Aficionados will drive along the roads of durian orchards and choose from the piles of fruit on the stalls that each farm sets up. They can tell whether the durian is good by the smell, the colour and feel of the thorny spikes. Most importantly, they know the sound it should make when knocked with a piece of wood.
There is a knack to opening it a durian, which involves following the seams of the segments between thes spikes. You’ll get a fair few sharp pricks from those thorns before you master it but the satisfaction of prising out the soft yellow, custard-like flesh makes it all worth it.
Durian on Koh Chang
There are something like 230 types of durian but on Koh Chang, look our for:-
- Mongthong (Golden Pillow) – large, the most common variety, great one to start with.

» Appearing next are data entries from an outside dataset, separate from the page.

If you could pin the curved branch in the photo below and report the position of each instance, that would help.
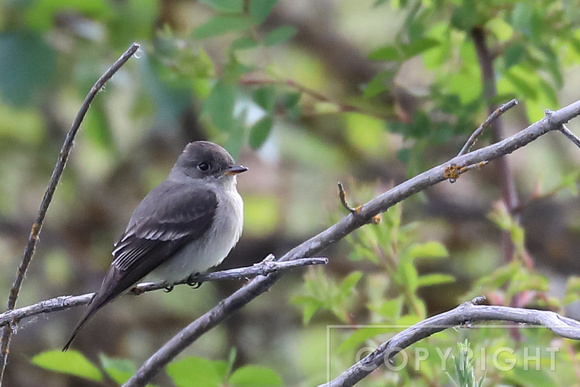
(49, 193)
(264, 267)
(336, 232)
(466, 313)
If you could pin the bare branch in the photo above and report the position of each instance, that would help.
(338, 231)
(46, 200)
(465, 314)
(486, 124)
(571, 136)
(265, 267)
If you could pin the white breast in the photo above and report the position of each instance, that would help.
(211, 249)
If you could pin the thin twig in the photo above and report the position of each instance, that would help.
(465, 314)
(571, 136)
(339, 230)
(342, 107)
(46, 200)
(264, 268)
(343, 201)
(492, 117)
(508, 185)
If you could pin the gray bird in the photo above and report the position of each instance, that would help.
(186, 225)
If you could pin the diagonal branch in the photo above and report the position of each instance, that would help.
(466, 313)
(338, 231)
(263, 268)
(46, 200)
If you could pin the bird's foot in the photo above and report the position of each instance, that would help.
(192, 282)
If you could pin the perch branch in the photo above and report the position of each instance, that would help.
(338, 231)
(465, 314)
(264, 267)
(46, 200)
(486, 124)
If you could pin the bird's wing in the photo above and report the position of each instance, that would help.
(171, 216)
(181, 214)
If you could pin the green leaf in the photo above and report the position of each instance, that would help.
(529, 376)
(261, 9)
(390, 309)
(253, 375)
(310, 305)
(386, 53)
(41, 15)
(378, 84)
(280, 35)
(219, 106)
(435, 279)
(265, 97)
(197, 371)
(234, 6)
(522, 17)
(27, 66)
(347, 285)
(418, 47)
(428, 250)
(243, 43)
(260, 131)
(120, 370)
(514, 54)
(408, 276)
(291, 102)
(71, 362)
(360, 336)
(220, 25)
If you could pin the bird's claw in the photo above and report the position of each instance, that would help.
(192, 282)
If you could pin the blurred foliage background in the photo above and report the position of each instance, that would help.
(305, 94)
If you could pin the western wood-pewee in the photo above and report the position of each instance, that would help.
(185, 225)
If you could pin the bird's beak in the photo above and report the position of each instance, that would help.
(235, 170)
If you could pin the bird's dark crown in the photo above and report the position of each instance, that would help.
(204, 158)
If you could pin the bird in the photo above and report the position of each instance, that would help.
(184, 226)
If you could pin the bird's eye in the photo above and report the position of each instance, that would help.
(204, 167)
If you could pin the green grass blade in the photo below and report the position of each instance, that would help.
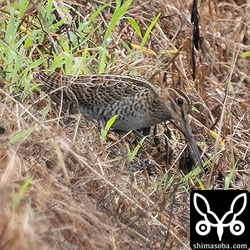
(144, 40)
(117, 15)
(105, 131)
(135, 26)
(20, 135)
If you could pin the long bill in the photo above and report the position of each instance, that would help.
(186, 129)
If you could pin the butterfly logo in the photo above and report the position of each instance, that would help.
(203, 227)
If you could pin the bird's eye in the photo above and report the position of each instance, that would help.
(179, 101)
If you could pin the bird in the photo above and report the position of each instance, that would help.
(137, 102)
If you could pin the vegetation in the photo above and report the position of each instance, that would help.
(66, 184)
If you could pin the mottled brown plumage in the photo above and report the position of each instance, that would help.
(135, 100)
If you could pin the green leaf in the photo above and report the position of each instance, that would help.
(105, 131)
(20, 135)
(132, 155)
(135, 26)
(117, 15)
(144, 40)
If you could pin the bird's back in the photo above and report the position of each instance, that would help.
(100, 97)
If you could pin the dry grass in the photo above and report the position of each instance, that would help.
(84, 195)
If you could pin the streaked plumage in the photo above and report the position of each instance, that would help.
(137, 102)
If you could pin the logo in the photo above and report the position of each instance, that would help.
(219, 217)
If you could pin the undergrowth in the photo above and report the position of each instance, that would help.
(71, 186)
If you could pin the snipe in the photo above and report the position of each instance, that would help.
(137, 102)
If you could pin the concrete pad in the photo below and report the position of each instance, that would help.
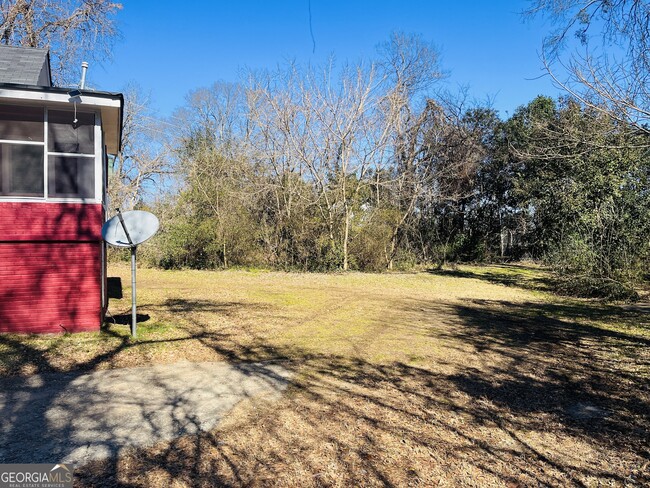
(74, 417)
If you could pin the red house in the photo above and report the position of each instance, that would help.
(54, 147)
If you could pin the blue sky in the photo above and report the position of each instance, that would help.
(171, 47)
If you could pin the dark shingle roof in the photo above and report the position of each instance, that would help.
(24, 66)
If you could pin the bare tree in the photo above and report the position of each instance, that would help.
(600, 54)
(70, 29)
(144, 160)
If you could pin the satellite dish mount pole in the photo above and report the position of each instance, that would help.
(133, 248)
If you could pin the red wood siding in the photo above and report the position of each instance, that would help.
(50, 267)
(50, 222)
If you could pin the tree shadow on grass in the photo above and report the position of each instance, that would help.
(516, 275)
(527, 396)
(537, 404)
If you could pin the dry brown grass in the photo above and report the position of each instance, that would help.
(473, 377)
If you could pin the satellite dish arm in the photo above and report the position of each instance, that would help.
(119, 214)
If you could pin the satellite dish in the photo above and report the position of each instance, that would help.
(131, 229)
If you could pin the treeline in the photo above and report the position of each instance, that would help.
(370, 167)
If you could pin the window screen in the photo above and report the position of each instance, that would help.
(63, 135)
(21, 123)
(21, 170)
(71, 177)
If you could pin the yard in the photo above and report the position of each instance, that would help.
(474, 377)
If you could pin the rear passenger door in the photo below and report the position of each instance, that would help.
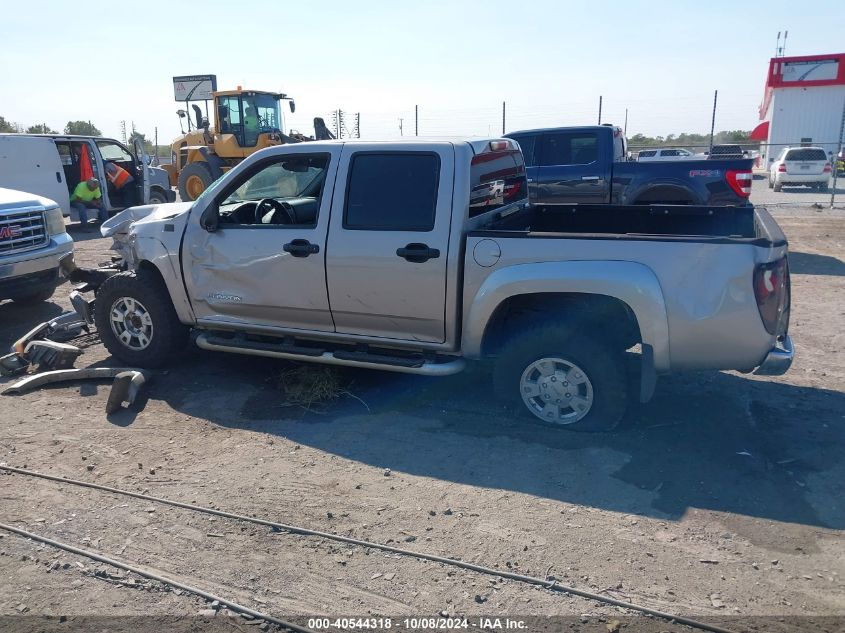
(388, 242)
(572, 168)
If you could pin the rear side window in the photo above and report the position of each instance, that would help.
(527, 143)
(392, 192)
(497, 179)
(569, 149)
(806, 153)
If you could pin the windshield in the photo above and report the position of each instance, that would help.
(261, 114)
(294, 178)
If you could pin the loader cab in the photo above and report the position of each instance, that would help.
(244, 117)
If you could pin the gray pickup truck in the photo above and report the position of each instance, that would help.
(418, 256)
(32, 241)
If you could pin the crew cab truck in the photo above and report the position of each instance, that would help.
(32, 240)
(420, 256)
(587, 165)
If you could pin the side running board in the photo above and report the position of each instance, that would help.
(363, 359)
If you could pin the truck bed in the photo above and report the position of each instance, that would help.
(685, 223)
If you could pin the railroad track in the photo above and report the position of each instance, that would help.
(551, 585)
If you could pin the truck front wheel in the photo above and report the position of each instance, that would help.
(136, 319)
(563, 377)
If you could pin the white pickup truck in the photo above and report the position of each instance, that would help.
(416, 256)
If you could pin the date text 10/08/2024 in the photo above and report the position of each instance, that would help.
(422, 623)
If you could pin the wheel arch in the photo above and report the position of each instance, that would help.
(612, 288)
(153, 257)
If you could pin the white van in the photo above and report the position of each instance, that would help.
(48, 165)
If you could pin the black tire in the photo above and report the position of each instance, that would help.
(167, 335)
(198, 170)
(604, 368)
(38, 297)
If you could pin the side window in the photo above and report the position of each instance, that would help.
(114, 152)
(555, 150)
(569, 149)
(392, 192)
(284, 192)
(527, 143)
(585, 149)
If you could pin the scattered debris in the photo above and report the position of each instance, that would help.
(12, 364)
(62, 375)
(51, 355)
(125, 389)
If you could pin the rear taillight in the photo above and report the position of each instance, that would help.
(771, 289)
(739, 181)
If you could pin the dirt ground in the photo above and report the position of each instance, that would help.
(722, 497)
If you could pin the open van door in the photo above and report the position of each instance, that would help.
(32, 164)
(143, 170)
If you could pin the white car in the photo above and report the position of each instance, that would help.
(800, 166)
(664, 154)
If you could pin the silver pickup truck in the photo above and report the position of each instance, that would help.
(418, 256)
(32, 241)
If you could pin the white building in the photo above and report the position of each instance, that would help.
(803, 104)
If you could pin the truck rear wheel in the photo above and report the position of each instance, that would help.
(193, 180)
(136, 319)
(563, 377)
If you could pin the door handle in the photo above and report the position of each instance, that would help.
(301, 248)
(418, 253)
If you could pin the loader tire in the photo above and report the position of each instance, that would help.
(193, 180)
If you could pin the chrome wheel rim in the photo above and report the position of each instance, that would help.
(131, 323)
(556, 390)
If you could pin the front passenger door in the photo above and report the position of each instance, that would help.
(263, 268)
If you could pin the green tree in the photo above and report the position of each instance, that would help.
(40, 128)
(84, 128)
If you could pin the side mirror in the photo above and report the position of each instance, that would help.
(210, 220)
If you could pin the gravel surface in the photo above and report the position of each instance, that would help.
(723, 496)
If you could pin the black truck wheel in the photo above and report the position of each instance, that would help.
(563, 377)
(193, 180)
(136, 319)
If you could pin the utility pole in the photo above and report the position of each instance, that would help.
(836, 158)
(713, 120)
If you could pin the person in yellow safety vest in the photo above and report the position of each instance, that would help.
(86, 196)
(118, 178)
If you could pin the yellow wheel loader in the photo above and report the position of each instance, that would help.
(246, 121)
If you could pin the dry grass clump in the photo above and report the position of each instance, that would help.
(312, 387)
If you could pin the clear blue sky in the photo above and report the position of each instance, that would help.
(458, 60)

- Chanee (Gibbon) – smaller than above, richer taste.
- Kradum-tong (Golden Button) – the cheapest and the smallest variety, very tasty nonetheless.
- Kanyao (Long Stem) – perhaps the best out there, worth the extra cost.

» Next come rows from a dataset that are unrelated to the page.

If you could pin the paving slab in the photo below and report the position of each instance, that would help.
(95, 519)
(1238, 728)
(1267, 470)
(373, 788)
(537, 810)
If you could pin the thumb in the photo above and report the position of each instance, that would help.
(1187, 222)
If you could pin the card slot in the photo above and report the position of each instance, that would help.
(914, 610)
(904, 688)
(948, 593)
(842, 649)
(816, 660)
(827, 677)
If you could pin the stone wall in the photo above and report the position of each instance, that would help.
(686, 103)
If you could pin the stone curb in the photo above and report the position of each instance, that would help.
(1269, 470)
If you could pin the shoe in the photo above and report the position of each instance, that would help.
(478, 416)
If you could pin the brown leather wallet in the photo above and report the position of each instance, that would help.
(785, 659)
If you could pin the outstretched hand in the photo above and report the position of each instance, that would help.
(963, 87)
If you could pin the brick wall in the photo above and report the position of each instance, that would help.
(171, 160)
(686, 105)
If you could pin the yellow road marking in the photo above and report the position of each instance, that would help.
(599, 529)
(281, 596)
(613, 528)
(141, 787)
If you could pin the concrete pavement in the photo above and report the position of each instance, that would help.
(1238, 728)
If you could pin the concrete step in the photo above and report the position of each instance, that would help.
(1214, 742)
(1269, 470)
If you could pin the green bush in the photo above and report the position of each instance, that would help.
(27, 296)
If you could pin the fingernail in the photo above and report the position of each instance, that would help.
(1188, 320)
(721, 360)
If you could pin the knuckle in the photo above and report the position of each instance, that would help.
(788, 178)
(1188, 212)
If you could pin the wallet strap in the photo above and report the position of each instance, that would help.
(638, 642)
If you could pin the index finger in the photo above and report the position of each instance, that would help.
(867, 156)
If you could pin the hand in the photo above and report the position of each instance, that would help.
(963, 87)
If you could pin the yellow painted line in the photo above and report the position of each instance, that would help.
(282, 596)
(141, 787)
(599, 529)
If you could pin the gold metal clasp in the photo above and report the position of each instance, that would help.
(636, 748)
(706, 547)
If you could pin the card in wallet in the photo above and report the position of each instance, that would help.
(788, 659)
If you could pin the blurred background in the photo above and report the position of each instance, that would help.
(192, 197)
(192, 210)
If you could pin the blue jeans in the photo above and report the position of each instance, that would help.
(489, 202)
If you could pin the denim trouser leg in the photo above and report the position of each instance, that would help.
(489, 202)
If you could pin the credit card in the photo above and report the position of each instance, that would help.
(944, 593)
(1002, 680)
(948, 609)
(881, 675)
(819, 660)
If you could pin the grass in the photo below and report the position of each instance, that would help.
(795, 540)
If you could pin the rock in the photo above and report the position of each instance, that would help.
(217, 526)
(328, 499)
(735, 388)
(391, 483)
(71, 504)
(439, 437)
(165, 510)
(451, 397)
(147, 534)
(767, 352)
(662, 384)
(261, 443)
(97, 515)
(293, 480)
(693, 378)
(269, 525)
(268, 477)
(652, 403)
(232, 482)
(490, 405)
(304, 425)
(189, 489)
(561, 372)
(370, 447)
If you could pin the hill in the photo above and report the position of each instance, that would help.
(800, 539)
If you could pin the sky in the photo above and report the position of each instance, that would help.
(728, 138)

You just have to ask and taste and over time, you may come to appreciate the differences, with some sweeter, some meatier. Everbody has a different description of its taste but for us, it’s like vanilla creme brûlée with caramelised onions.
Do’s and Dont’s with Durian
If you are going to try one, two pieces of advice:-
- Don’t Drink and Durian
- Skip the beer, durians don’t mix well with alcohol. Some people say that it can actually make you pretty sick, For sure it’s a combination that spoils and wastes the delicious tastes of both the fruit and the beer. Try it with mangosteen though – that works a treat.
- Best Eaten Outdoors
- For a novice, the smart bet is to get one that is already prepared for you, it’s a little less smelly, much less messy and it’s definitely a fruit best eaten outdoors. You can forget about attempting to sneak one past the lobby of your hotel and even if you love eating them, you really wouldn’t want the aroma lingering in your room.
They are not only exotic but expensive too, with some varieties of durian costing $50 or more, which weirdly can make the smelliest fruit in the world a perfect gift.
Airports, public transport systems and many hotels throughout South East Asia put up big notices in the durian season, forbidding the fruit due to its aroma. Indeed, the smell is the main reason whytheya re known outside the continent, imagine the problems of trying to transport plane loads of them.
Chantaburi Province holds an annual festival solely for the durian. Their experts have developed a variety with only a slight pong. The Thais scoff at this, they just can’t see the point, but a smell-ish free variety could be great for exporting and so maybe, one day, you too could be eating a durian bought in your local supermarket.